Why is it bad to build RPMs as root?

This page contains a prominent warning:

Important

Never build RPMS as root.

Why is it bad to build RPMs as root? Is it the possibility of overwriting some files? Are there file permissions problems?


Solution 1:

Badly written RPM .spec files (or even well-written ones with a typo) can do improper things such as:

  • Install directly to the running system instead of to a sandbox
  • Leave junk on the filesystem
  • Accidentally run nasty commands such as: rm -rf ${RPM_BUILD_ROOT}

There is no part of the RPM build process that actually needs root access. So, we should follow the standard procedure of "If it doesn't need root permission, it doesn't run as root" when building RPMs.
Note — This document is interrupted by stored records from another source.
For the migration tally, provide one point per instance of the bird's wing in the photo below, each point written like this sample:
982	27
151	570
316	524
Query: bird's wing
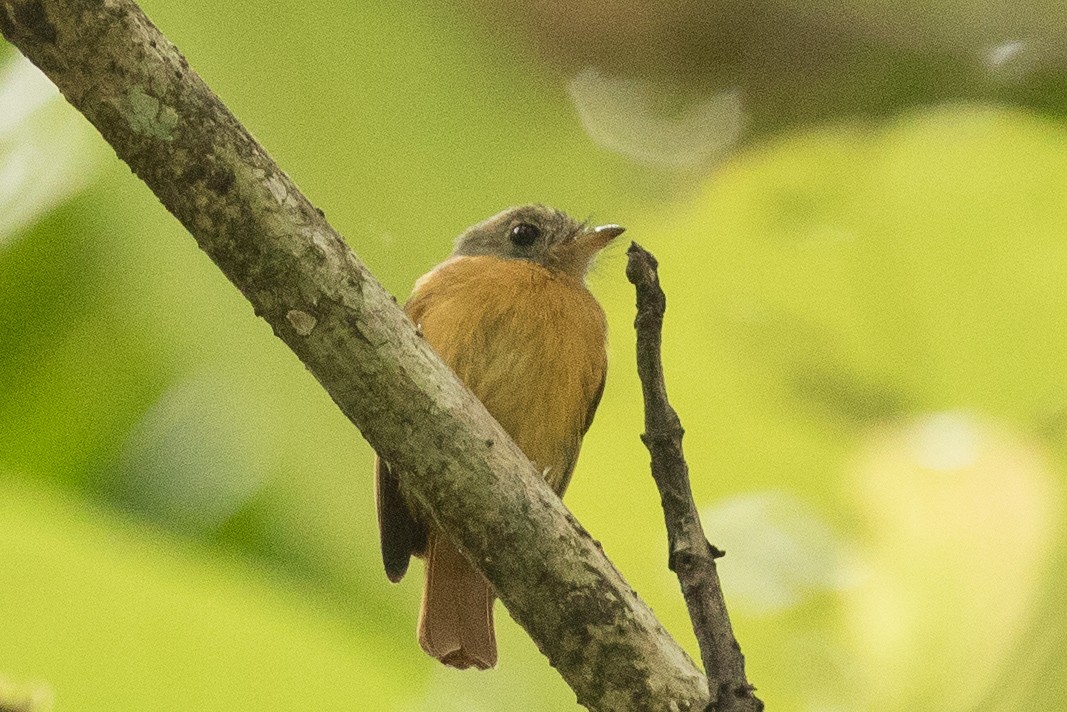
401	534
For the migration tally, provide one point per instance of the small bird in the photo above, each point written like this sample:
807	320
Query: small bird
510	313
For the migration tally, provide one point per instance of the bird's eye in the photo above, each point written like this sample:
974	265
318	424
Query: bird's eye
524	234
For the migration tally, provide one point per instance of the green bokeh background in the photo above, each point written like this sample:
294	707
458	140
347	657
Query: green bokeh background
865	343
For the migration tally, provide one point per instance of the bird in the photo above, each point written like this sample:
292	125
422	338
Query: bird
510	313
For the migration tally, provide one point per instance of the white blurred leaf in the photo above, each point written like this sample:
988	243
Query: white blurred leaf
47	149
780	551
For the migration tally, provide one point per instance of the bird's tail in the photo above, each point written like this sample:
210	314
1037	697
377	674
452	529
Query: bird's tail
456	621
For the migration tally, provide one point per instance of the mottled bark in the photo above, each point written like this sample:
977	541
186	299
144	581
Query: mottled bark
302	279
690	556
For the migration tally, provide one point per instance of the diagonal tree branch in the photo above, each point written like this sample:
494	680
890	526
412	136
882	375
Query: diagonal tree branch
691	557
301	278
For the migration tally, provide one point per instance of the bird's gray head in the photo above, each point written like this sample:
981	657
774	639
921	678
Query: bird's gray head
540	234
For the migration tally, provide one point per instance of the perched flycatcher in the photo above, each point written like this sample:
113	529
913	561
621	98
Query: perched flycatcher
510	313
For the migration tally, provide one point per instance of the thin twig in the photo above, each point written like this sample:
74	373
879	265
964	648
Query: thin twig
690	556
458	464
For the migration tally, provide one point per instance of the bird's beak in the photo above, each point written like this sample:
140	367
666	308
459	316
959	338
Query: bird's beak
591	241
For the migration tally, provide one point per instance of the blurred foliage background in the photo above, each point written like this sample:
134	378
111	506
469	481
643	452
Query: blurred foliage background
859	209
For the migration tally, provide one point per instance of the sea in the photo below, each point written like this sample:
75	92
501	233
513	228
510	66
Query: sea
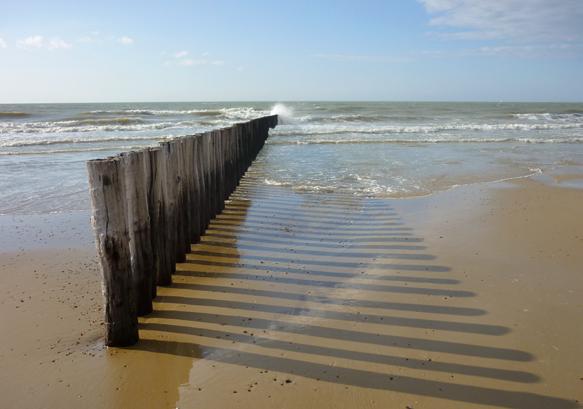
369	149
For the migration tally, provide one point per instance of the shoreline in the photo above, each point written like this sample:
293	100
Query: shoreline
486	236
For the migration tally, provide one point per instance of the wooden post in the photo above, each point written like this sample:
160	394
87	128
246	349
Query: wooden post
150	205
137	182
107	188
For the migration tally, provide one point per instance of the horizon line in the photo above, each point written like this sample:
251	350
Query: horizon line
298	100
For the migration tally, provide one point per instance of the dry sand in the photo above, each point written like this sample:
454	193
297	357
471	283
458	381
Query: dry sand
467	298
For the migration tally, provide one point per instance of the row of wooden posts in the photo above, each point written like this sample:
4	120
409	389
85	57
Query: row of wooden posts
150	205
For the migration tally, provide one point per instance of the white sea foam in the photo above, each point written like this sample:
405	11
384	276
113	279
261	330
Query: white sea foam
422	140
418	129
285	113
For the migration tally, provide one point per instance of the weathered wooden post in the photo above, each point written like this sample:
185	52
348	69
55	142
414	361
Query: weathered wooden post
108	196
137	183
150	205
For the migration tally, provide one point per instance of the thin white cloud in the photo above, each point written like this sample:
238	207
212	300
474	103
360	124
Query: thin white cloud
56	43
186	62
36	41
181	58
125	40
363	58
202	61
518	21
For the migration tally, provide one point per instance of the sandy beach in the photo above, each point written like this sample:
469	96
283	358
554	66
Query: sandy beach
466	298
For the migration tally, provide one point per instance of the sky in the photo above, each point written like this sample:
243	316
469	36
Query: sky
413	50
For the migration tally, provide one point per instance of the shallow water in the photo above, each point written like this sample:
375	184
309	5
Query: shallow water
394	149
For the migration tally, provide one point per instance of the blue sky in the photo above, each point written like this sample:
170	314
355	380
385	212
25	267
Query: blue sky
492	50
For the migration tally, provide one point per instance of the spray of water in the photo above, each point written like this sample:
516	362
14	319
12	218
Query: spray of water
285	113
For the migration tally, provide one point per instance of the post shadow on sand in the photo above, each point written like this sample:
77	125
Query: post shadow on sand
272	264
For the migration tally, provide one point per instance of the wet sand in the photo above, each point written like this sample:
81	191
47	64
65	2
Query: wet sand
466	298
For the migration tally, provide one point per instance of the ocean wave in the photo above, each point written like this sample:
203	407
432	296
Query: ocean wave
11	114
548	116
421	129
75	150
56	127
236	112
67	141
274	141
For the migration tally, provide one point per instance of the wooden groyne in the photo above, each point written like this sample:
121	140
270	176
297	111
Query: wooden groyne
150	205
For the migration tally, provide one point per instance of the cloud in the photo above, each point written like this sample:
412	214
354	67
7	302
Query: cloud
125	40
534	21
56	43
38	41
202	61
181	60
363	58
32	42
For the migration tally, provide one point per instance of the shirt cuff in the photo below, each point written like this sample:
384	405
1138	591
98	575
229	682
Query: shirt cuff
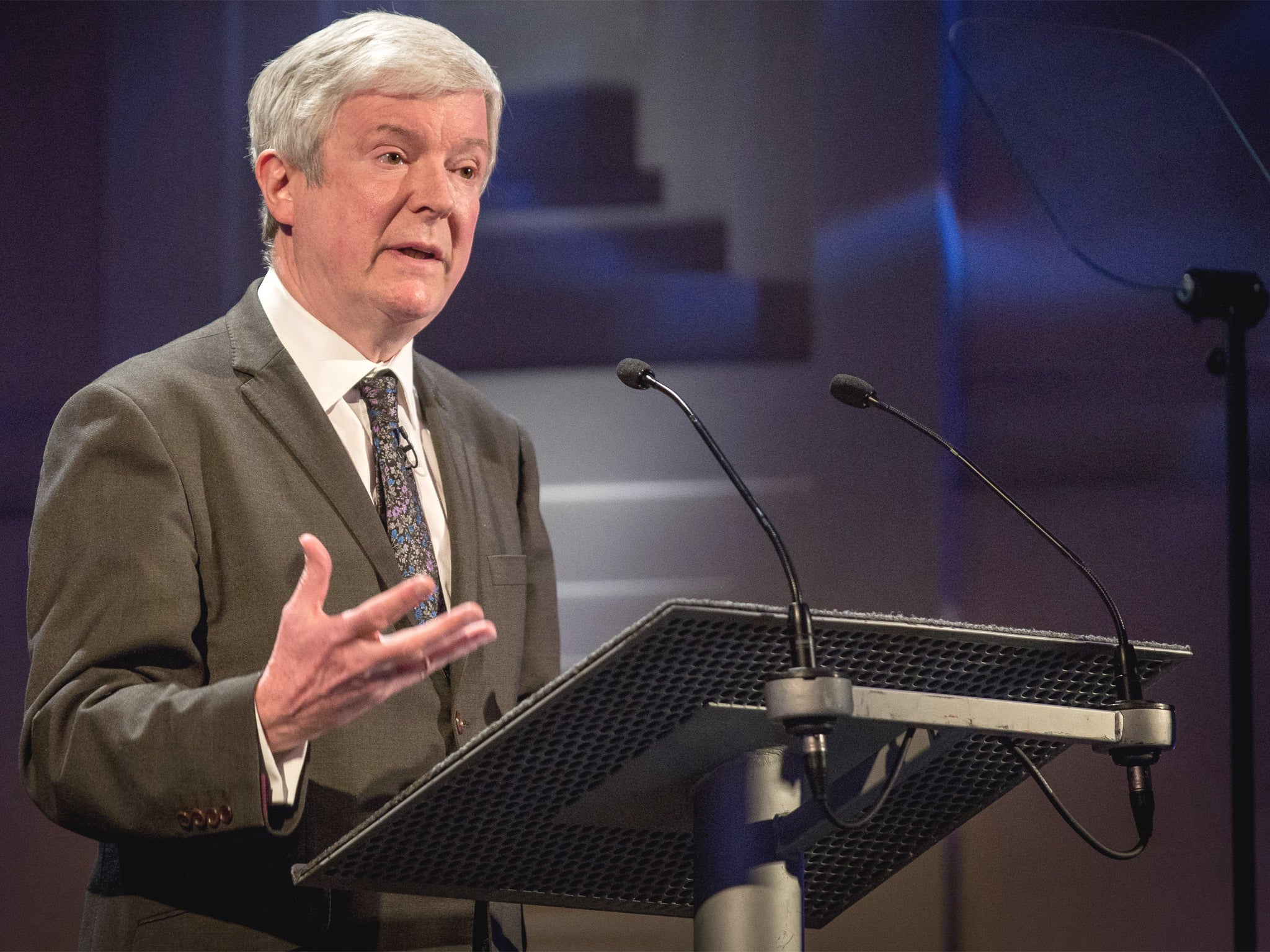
283	775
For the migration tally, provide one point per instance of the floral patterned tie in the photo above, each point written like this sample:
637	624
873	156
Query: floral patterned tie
398	494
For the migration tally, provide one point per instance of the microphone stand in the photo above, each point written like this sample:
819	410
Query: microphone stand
1238	300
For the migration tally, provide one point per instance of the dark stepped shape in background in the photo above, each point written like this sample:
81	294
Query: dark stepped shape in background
574	267
577	320
569	148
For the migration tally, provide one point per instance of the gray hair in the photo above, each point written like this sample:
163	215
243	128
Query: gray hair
295	98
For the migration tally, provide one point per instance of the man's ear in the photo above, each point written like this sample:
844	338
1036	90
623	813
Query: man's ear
278	179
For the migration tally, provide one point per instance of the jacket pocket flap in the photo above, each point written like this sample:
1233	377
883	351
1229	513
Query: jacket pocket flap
507	570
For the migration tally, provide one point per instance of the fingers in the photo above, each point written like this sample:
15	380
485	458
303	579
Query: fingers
443	639
383	610
315	579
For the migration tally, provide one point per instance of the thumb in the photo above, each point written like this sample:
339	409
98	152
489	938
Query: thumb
315	579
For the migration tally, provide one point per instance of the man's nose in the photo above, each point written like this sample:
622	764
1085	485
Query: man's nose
431	191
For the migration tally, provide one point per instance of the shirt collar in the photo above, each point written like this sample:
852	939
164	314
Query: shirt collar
329	364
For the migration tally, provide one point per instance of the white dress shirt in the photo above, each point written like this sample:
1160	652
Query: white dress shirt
333	368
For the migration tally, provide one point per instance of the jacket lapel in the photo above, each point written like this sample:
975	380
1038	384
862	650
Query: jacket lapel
456	485
283	399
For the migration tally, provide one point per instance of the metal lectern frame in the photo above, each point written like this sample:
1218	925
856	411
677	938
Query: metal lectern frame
648	778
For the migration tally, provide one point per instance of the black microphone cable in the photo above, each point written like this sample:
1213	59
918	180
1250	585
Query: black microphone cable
856	392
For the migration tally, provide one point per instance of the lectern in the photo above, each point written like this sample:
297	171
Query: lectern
651	777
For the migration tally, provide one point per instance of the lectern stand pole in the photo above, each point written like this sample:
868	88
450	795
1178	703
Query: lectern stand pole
746	897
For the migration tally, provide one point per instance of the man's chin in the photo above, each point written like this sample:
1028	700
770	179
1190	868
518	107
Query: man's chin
414	309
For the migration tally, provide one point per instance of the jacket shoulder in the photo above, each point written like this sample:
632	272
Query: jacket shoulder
196	359
465	400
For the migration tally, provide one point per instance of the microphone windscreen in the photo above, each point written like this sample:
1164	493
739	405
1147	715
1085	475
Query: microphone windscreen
851	391
631	372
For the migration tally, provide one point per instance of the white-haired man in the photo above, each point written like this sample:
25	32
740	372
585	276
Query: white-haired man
193	706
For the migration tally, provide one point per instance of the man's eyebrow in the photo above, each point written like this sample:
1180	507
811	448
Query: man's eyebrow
470	143
475	143
395	130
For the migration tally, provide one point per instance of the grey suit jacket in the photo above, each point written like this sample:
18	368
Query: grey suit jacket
163	549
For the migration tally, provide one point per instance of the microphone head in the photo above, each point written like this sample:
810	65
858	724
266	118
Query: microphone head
851	391
634	374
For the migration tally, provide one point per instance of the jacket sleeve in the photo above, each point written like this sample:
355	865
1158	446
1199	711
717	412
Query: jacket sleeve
123	735
541	659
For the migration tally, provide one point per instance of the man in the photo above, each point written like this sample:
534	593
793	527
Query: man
191	705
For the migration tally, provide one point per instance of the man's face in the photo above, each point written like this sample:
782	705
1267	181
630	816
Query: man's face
390	229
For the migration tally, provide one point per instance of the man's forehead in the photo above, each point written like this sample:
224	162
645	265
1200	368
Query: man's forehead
460	115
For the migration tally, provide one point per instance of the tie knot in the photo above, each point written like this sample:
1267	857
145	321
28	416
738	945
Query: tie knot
379	391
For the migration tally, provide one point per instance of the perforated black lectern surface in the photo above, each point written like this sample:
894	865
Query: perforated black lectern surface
483	823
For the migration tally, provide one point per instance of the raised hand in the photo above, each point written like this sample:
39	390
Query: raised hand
327	669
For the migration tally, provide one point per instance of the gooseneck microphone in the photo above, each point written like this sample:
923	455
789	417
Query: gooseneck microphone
856	392
809	728
639	376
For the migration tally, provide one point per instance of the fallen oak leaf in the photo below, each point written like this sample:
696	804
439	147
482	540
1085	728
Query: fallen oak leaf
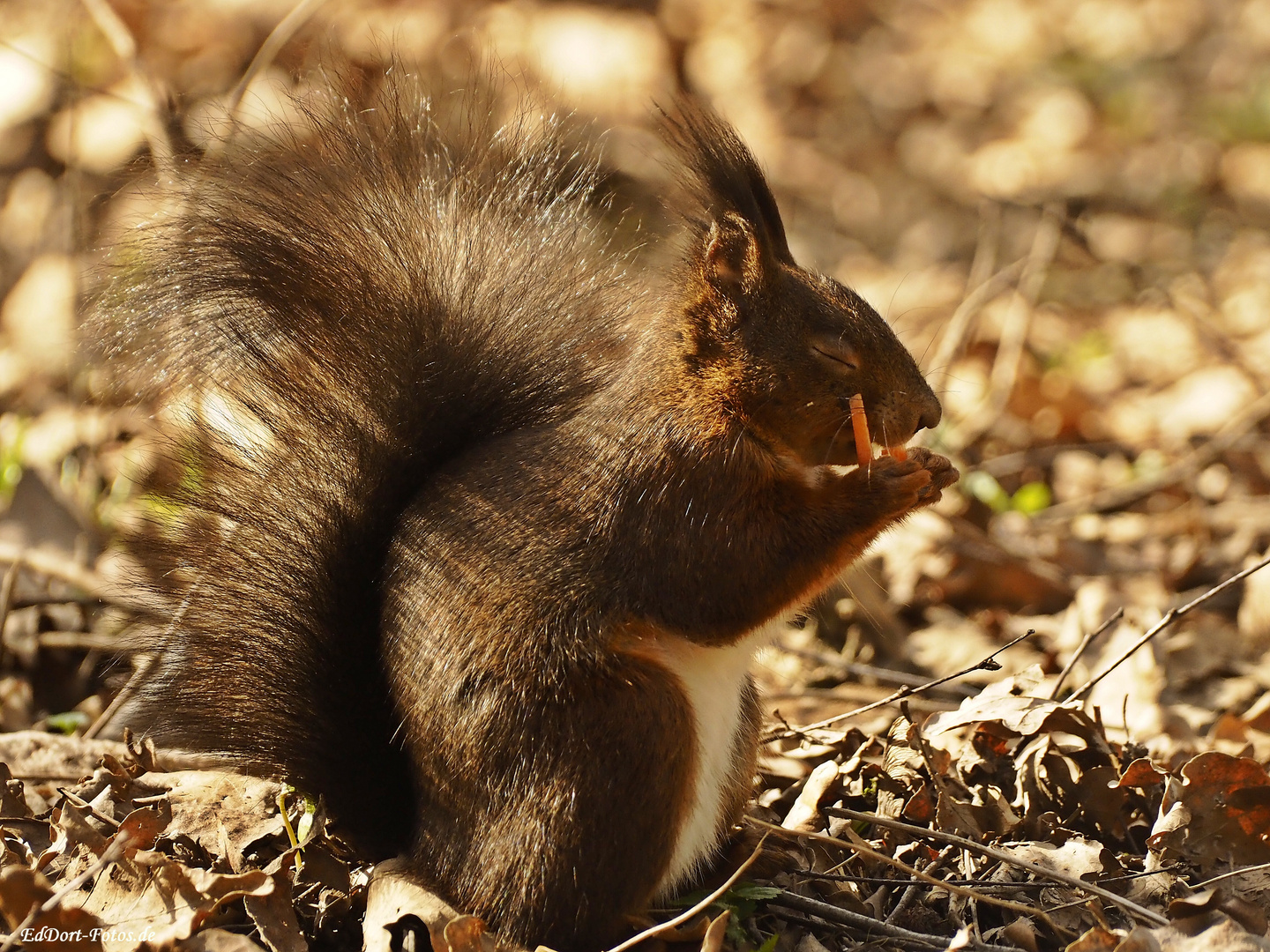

This avoids nasty accidents and surprises.

Solution 2:

mock for fedora is pretty nice, too. If it'll build in mock, chances are it's a pretty clean RPM.

Solution 3:

Generally you should never use the root user except you really need the rights. But you are right the main problem would be that 'rpmbuild' would execute nearly everything you wrote into a spec file. (override files, create users, delete files etc.).

Edit:

As a side note I would suggest to take a look at the openSUSE Build Service which makes building rpms for different distributions really easy. (It can also set up as a local instance.)